Everything spun out of control pretty quickly. They informed me that they had to raise my level of protection: I was in clear and present danger, and was no longer safe in my hometown. A change of domicile was necessary. In other words, we had to leave. But everything I had was there. My whole life, within a radius of a few miles. My parents, my brother, my house, the hospital, my practice, the mountains, my clients, Marco's school, Denise's mother, my friends—everything. “We're sorry,” they said. For my own good, for that of my partner and my son, we had to leave. Naturally I would receive all the assistance I required. House, work, social reintegration, I needn't worry about any of it, a situation suited to my existing way of life and my profession would be found, a job was guaranteed. We packed in silence. Denise wept, incredulous. Marco followed me around mutely, putting all his toys in bags: little cars, monster robots, soccer ball, puzzles, stuffed dogs. As we loaded the car, Soraya escaped from her basket and, even though we searched everywhere, we couldn't find her. For months I made them hang up posters with her picture on the lampposts, outside shopping centers, in the piazza, but she never turned up. Maybe she died of hunger in the woods; she was an aristocratic cat, not used to hunting for food. Or maybe she got run over by a truck on one of the narrow lanes that cut through the industrial park. She was the first victim of the earthquake that brought my whole life tumbling down.
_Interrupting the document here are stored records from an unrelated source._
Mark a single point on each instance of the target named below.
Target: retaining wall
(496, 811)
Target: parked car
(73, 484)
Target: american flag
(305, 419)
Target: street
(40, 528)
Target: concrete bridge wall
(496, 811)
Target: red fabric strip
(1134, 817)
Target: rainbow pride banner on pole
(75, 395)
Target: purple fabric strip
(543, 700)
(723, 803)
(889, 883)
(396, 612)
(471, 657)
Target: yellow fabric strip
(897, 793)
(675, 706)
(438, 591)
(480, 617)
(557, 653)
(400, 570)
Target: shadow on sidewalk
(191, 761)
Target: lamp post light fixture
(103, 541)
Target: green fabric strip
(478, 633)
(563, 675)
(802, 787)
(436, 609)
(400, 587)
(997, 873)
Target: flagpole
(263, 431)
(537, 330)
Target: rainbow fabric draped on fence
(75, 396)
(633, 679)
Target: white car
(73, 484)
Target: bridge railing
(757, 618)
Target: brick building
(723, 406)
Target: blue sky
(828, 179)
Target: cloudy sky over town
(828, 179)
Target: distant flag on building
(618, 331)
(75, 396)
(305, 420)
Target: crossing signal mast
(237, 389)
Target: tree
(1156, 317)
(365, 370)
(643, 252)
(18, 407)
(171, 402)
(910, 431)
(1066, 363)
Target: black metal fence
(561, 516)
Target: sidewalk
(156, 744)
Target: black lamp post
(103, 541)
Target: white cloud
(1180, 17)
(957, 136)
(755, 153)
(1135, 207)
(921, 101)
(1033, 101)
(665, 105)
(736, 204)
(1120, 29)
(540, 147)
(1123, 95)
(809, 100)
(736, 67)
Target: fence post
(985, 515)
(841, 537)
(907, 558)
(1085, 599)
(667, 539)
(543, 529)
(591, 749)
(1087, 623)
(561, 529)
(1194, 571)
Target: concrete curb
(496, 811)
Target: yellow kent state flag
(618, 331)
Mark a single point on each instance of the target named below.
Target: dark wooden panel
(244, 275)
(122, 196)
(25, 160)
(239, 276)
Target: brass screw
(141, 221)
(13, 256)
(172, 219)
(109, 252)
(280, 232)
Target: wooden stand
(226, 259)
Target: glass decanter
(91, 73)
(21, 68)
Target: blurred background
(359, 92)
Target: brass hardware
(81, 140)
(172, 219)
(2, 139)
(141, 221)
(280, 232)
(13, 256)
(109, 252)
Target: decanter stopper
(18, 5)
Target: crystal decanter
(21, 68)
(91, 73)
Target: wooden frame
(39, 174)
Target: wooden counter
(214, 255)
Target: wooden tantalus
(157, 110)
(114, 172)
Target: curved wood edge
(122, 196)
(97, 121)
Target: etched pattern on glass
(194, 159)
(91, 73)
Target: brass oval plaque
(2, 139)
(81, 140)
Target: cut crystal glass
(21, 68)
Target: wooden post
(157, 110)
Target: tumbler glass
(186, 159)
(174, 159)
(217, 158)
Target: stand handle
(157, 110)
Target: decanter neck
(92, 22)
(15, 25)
Before closing the front door, I turned on the alarm. It was evening, the house stood out like a pink cake against the darkness of the trees. It had never looked so beautiful. I hadn't even finished paying off the mortgage. My son was in my arms. Sleepy, Marco asked me when we could come back. Soon, I told him. There was a plaque next to the gate, Marco designed it, it said
MY HOME
. It pierced my heart. I didn't know where we were going, or for how long. Everything was unfolding above and beyond my will. I watched the house in the rearview mirror until it disappeared in the hedges around the curve. I haven't seen it since.